Algérie. 46e acte: la libération de 76 prisonniers d’opinion. Et un «nouveau gouvernement»…

Par Mustapha Benfodil

Alger, vendredi 3 janvier 2020: 46e acte du hirak et premier vendredi de la nouvelle année. Celle-ci est étrennée sous de bons auspices avec cette libération inespérée de 76 détenus, survenue la veille.

Le premier à ouvrir le bal était le héros incontesté du hirak et doyen des prisonniers politiques, le moudjahid Lakhdar Bouregaâ [âgé de 86 ans, ancien dirigeant de la wilaya IV], arrêté le 29 juin 2019. Aussi, ce 46e vendredi a-t-il des airs de fête. Même le soleil est de la partie.

11h45. Massés à proximité du café Eddy, sur la rue Didouche, et encadrés par un cordon de police, les premiers manifestants défilent en reprenant une vieille rengaine populaire dont ils ont adapté les paroles: «Essem’oû essem’oû ya ness, Abane khella oussaya, dawla madania, machi askaria (Ecoutez bien, Abane [lors du Congrès de la Soummam en août 1956] a laissé un testament, Etat civil, pas militaire).

On pouvait entendre aussi: «Les généraux à la poubelle, wel Djazaïr teddi l’istiqlal!» (et l’Algérie accédera à l’indépendance), «Enkemlou fiha ghir be silmiya, we ennehou el askar mel Mouradia!» (On poursuivra notre combat pacifiquement, et on boutera les militaires du palais d’El Mouradia).

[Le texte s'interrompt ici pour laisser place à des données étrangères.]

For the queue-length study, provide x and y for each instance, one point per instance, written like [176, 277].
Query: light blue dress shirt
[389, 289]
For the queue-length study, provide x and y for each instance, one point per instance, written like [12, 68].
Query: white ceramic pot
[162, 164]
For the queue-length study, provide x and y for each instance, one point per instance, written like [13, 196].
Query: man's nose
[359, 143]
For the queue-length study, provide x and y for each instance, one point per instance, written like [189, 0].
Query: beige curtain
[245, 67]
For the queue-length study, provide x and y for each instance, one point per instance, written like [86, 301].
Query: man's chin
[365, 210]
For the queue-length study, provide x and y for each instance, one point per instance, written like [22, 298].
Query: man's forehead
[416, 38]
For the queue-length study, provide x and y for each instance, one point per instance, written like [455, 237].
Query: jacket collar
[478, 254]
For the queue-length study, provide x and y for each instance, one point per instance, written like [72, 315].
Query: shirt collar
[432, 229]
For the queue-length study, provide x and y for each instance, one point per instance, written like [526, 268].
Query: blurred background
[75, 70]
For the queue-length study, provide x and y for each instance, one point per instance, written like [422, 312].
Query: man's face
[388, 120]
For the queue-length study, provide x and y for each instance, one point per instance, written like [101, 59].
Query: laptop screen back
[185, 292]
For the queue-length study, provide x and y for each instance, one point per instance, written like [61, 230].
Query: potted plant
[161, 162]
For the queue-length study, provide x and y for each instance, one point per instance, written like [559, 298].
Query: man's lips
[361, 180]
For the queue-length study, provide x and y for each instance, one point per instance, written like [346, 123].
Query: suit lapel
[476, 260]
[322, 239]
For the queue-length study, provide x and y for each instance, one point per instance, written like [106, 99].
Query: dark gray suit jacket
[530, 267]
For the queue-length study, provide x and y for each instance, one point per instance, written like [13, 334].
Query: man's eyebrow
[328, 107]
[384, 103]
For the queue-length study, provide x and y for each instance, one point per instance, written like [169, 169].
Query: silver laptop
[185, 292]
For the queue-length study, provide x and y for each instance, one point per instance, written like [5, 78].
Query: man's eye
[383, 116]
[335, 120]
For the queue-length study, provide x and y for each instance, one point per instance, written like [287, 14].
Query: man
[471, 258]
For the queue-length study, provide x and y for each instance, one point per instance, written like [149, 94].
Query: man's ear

Le portrait de Abane est fièrement brandi, assorti de ce slogan: «Primauté du politique sur le militaire».

On pouvait reconnaître aussi, sur un autre panneau, le visage de Mohamed Khider, assassiné en 1967. «C’est le clan d’Oujda qui l’a tué, et aujourd’hui, il est avec nous» [Oujda est le nom de la ville marocaine où résidait, depuis 1956 cette fraction du FLN], lance un citoyen tenant une large feuille avec ce message: «Liquidation des moudjahidine. Mohamed Khider, opposant à Ben Bella et Boumediène, lâchement assassiné le 3 janvier 1967 à Madrid».

Le cortège redescend dans la direction d’Audin. Près de la bouche de métro, en face du commissariat du 6e, un homme est hissé sur les épaules de la foule transfigurée. C’est l’un des détenus relâchés ce jeudi: Kader Rasselma. Il a été arrêté le 13 septembre 2019. Kader prononce quelques mots de remerciement devant une forêt de smartphones.

Il nous déclarera peu après: «C’est grâce à ce peuple qu’on a trouvé la force et le courage de tenir. Quand on était derrière les murs de nos cellules, on ne pensait qu’à une seule chose: que le hirak continue. Et qu’il persévère dans sa silmiya, son pacifisme, comme voie d’expression à laquelle il est resté résolument attaché depuis le début.»

«Libérez la justice!»

Kader poursuit: «Je suis resté trois mois et 19 jours en prison. Cette détention a été pour moi une école, et Dieu a fait que cette épreuve me serve à apprendre de nouvelles choses. Il y avait avec nous, Allah ibarek [Qu’Allah bénisse], des hommes de valeur: Samir Benlarbi, Fodil Boumala, Abdelouahab Fersaoui, Hakim Addad… Ce sont des militants exemplaires.» Et d’ajouter: «Je tiens également à adresser ma plus vive gratitude à tous les avocats qui nous ont soutenus. L’immense travail qu’ils ont accompli sera gravé en lettres d’or dans les registres de l’histoire.»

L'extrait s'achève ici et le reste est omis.